E.B. : « C'est la clé de voute. Celle par laquelle la génération Y se reconnait. On dit qu'elle est narcissique. Mais elle se revendique communautaire. Pour elle, « Je, c'est Nous ». Le réalisateur Xavier Dolan par exemple, un de ses représentants, explique qu'il parle au nom des jeunes. Facebook a certainement contribué plus que le web à standardiser les valeurs partagées par cette génération. Ces jeunes évoluent toujours dans un environnement Facebook. Mais Instagram gagne en influence. Aujourd'hui, on a passé le cap de la téléréalité des débuts. Une nouvelle tendance s'affirme celle du « Fit and Stand out ». Autrement dit, « je m'intègre à ma communauté, mais je m'en différencie, voire j'en suis la star ». C'est ce qui ressort de la deuxième étude de ZenithOptimédia sur le sujet. »

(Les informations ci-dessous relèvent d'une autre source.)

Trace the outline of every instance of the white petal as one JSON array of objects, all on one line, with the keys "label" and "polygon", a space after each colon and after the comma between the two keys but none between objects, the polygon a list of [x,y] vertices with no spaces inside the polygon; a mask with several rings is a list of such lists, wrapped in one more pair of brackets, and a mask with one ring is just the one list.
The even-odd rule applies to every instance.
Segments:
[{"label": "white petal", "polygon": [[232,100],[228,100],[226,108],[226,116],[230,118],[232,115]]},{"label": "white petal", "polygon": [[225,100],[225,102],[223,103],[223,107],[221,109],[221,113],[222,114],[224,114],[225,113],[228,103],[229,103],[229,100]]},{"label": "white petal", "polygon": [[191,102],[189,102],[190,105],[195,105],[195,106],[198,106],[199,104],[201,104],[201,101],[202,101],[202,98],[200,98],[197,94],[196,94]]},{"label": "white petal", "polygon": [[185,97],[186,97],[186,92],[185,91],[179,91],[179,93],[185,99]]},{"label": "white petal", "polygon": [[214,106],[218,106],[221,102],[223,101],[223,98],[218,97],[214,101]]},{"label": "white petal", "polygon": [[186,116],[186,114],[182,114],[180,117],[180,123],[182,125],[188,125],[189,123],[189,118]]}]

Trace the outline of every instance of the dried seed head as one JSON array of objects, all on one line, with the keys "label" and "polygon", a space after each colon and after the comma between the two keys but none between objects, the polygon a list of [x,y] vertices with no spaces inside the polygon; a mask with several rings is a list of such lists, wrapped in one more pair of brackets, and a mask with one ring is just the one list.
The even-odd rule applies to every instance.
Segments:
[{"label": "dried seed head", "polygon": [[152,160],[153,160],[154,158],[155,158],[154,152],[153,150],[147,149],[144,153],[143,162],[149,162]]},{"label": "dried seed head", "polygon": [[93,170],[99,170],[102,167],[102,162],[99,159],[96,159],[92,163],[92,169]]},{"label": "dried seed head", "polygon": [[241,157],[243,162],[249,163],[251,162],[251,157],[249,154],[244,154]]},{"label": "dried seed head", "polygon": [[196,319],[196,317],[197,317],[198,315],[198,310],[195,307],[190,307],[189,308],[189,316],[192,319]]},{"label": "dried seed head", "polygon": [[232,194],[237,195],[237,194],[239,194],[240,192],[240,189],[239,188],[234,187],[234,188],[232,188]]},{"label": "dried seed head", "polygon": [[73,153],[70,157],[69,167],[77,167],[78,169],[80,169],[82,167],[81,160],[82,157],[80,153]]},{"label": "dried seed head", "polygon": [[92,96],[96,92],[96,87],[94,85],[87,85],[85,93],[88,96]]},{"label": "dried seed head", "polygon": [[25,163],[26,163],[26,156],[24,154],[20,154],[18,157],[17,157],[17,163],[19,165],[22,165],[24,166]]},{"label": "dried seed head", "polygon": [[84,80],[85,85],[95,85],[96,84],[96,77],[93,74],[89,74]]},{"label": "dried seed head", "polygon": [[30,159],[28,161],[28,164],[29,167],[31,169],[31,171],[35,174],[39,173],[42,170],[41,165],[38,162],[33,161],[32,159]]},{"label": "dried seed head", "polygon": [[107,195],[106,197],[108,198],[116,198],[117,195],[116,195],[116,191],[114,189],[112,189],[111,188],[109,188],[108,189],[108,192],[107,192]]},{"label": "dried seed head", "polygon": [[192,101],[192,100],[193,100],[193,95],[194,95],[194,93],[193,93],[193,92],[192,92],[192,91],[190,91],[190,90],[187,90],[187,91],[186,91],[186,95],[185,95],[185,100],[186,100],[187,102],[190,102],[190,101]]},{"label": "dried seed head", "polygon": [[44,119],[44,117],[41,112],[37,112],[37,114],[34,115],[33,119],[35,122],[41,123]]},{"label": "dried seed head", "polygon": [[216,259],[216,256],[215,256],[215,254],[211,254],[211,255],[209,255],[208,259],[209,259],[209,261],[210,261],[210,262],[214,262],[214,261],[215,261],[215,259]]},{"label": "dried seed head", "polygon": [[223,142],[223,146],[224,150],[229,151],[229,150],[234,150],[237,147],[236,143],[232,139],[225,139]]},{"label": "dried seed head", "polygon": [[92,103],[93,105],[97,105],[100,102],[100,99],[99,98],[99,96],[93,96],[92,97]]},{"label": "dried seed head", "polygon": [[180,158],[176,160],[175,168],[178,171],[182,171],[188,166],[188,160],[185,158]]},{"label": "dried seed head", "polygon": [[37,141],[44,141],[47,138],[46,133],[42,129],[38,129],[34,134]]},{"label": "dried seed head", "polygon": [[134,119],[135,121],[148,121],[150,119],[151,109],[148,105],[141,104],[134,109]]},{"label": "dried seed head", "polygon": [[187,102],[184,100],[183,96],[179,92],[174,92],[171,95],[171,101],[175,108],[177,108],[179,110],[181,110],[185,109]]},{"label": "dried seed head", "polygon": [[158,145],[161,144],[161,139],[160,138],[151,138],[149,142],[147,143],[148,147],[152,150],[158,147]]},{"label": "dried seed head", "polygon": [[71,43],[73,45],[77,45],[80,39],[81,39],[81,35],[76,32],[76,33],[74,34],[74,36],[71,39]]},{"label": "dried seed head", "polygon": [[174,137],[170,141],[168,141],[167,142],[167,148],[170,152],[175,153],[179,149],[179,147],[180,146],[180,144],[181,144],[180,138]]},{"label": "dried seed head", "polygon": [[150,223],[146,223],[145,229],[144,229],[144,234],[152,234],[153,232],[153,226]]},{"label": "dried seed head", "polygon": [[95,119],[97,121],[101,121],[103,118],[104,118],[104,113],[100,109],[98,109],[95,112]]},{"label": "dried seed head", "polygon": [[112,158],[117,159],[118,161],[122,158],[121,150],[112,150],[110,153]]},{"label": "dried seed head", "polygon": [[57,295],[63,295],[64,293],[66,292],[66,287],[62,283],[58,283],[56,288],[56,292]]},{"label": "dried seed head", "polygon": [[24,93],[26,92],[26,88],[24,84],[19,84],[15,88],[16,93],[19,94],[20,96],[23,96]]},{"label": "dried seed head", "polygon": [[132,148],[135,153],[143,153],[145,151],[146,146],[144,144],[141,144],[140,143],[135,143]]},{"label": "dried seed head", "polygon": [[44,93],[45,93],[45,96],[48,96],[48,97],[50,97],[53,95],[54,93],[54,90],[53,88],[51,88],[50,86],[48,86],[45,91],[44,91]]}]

Ses indispensables Votre device favori ?
Mon gros smartphone (Samsung).

Votre réseau social fétiche ?
Twitter sans hésitation.

Votre donnée la plus précieuse ?
83% des jeunes trouvent qu'acheter un produit de luxe n'est pas choquant. C'est une des données clés révélées par l'étude Melty, le groupe de presse référent de cette génération.